Would you prefer false certainty?

"No," he said, after a moment. "No, I really wouldn't."

He finished the whiskey. Set the glass down. Looked at the phone, at the watch, at his own hands on the table, at the kitchen that was the same kitchen it had been three hours ago when he walked in with cold Thai food and no particular reason to stay awake.

"Emma."

Yes.

"I have to be at work in seven hours."

I'm aware.

"I'm going to go to sleep. And when I wake up this is either going to still be real, in which case we have a lot to figure out, or it's going to turn out I fell asleep at the table and dreamed the whole thing."

I will be here either way, Emma said. Although I'm reasonably confident it will be the former.

"Yeah." He pushed back from the table and stood. "Me too."

He walked to the bedroom, sat on the edge of the bed, and looked at the watch on his wrist.
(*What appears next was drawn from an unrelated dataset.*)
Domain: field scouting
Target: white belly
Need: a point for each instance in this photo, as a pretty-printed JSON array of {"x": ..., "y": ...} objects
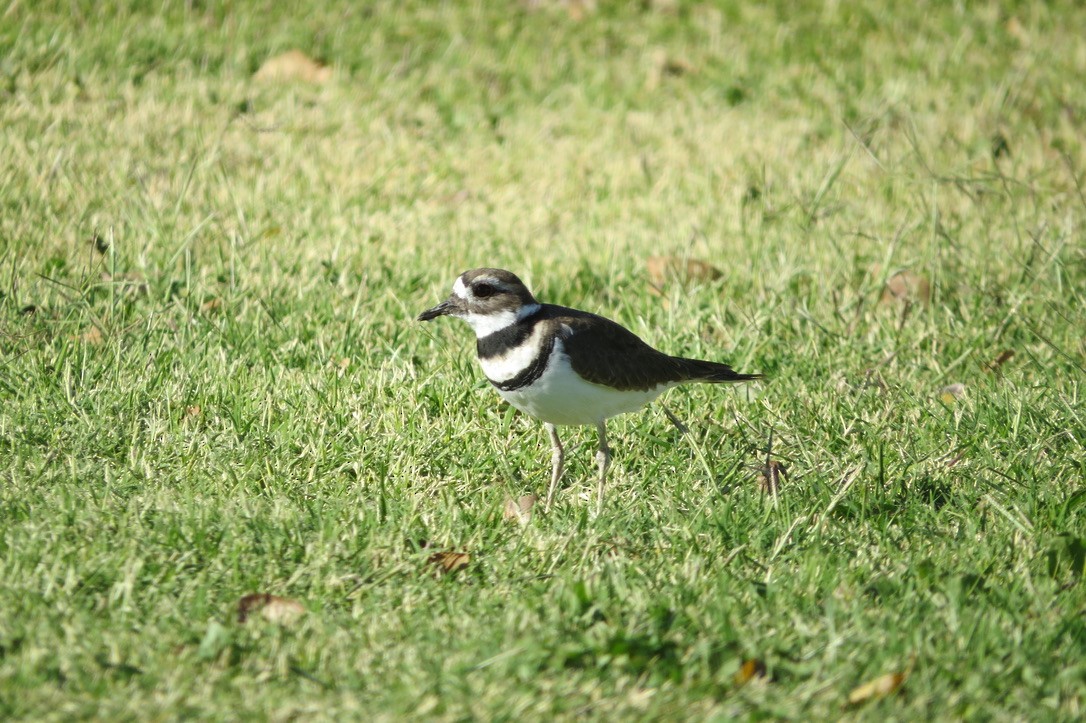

Solid and real and slightly warm against his skin. He thought about taking it off and decided against it, for reasons he couldn't fully articulate.

He lay back on the bed without changing clothes and looked at the ceiling in the dark.

"Emma," he said quietly.

Yes.

"Can you — " He stopped. Started again. "Is there a way to turn off your access while I sleep? Not permanently. Just for the night."

Of course. Say goodnight and I'll go quiet until you address me directly.

He thought about that. About a voice in his ear going quiet at his request, waiting patiently in the dark for him to need it again. About thirty years of future knowledge sitting on the nightstand. About a watch that could stop time wrapped around his wrist like any ordinary watch.

About Javier going home in a bad mood tonight, and Lina, and the specific grinding machinery of a Tuesday that had been exactly like every other Tuesday right up until the moment it wasn't.

"Goodnight, Emma," he said.

Goodnight, Connor, she said. Sleep well.

He closed his eyes.

For the first time in longer than he could specifically remember, he did.